Жена Алмазова глазами поблагодарила его и, было видно, что она довольна.

Алмазов быстренько замял это дело, обратившись к жене, и, как бы, давая понять всем, что готовится нечто грандиозное:

— Ты, Маша, ставь картошку, селедочку пока приготовь.

— Делай свое дело! — отрезала Маша.

Пианино тащили вчетвером на веревках. Предвкушая хорошую выпивку, все были возбуждены, тратили сил больше, чем требовалось, мешали друг другу, но инструмент стащили быстро. Потом без особого труда снесли вниз холодильник, чуть больше провозились с «Хельгой», (хозяйка умоляла не поцарапать и не разбить стекло) и стали таскать уже вразброд мелочь, узлы с кухонной утварью, книги в связках, стулья, кресла.

После перекура стали грузить вещи в прибывший контейнер. Сначала пианино и всё громоздкое, потом узлы, книги сверху. Контейнер оказался вместительным, да и Давыдович знал свое дело туго. Так что, все влезло, все было закреплено и готово к отправке.

Пока Алмазов отправлял машину, его жена дала нам умыться и провела в пустой зал, куда поставила старый кухонный стол, который с собой не брали и оставляли здесь. Оставили еще две старые табуретки и стул. На табуретки положили доску. Сели четверо. Двое разместились пока на подоконнике, но сказали, что за столом постоят. Стул оставили Алмазову.
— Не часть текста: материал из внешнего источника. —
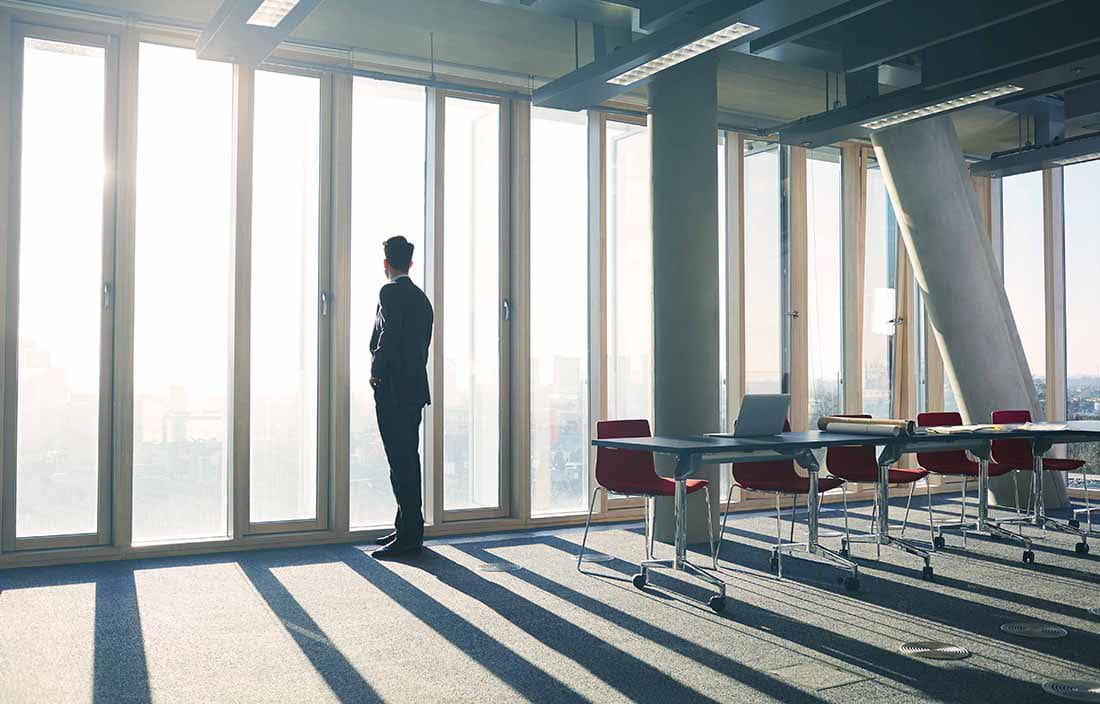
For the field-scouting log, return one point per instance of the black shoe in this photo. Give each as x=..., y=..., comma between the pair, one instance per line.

Закуска была хорошая: жареное мясо, соленые огурцы, яичница, целая картошка. Водки выставили много: Алмазов постарался. Пили и ели весело. Алмазова одергивала жена, напоминая, что ему вечером идти в ресторан.

— Не беспокойся, я знаю, — повторял Алмазов, но хотя пил и меньше всех, раскраснелся и к концу застолья был не то чтобы пьян, но навеселе заметно.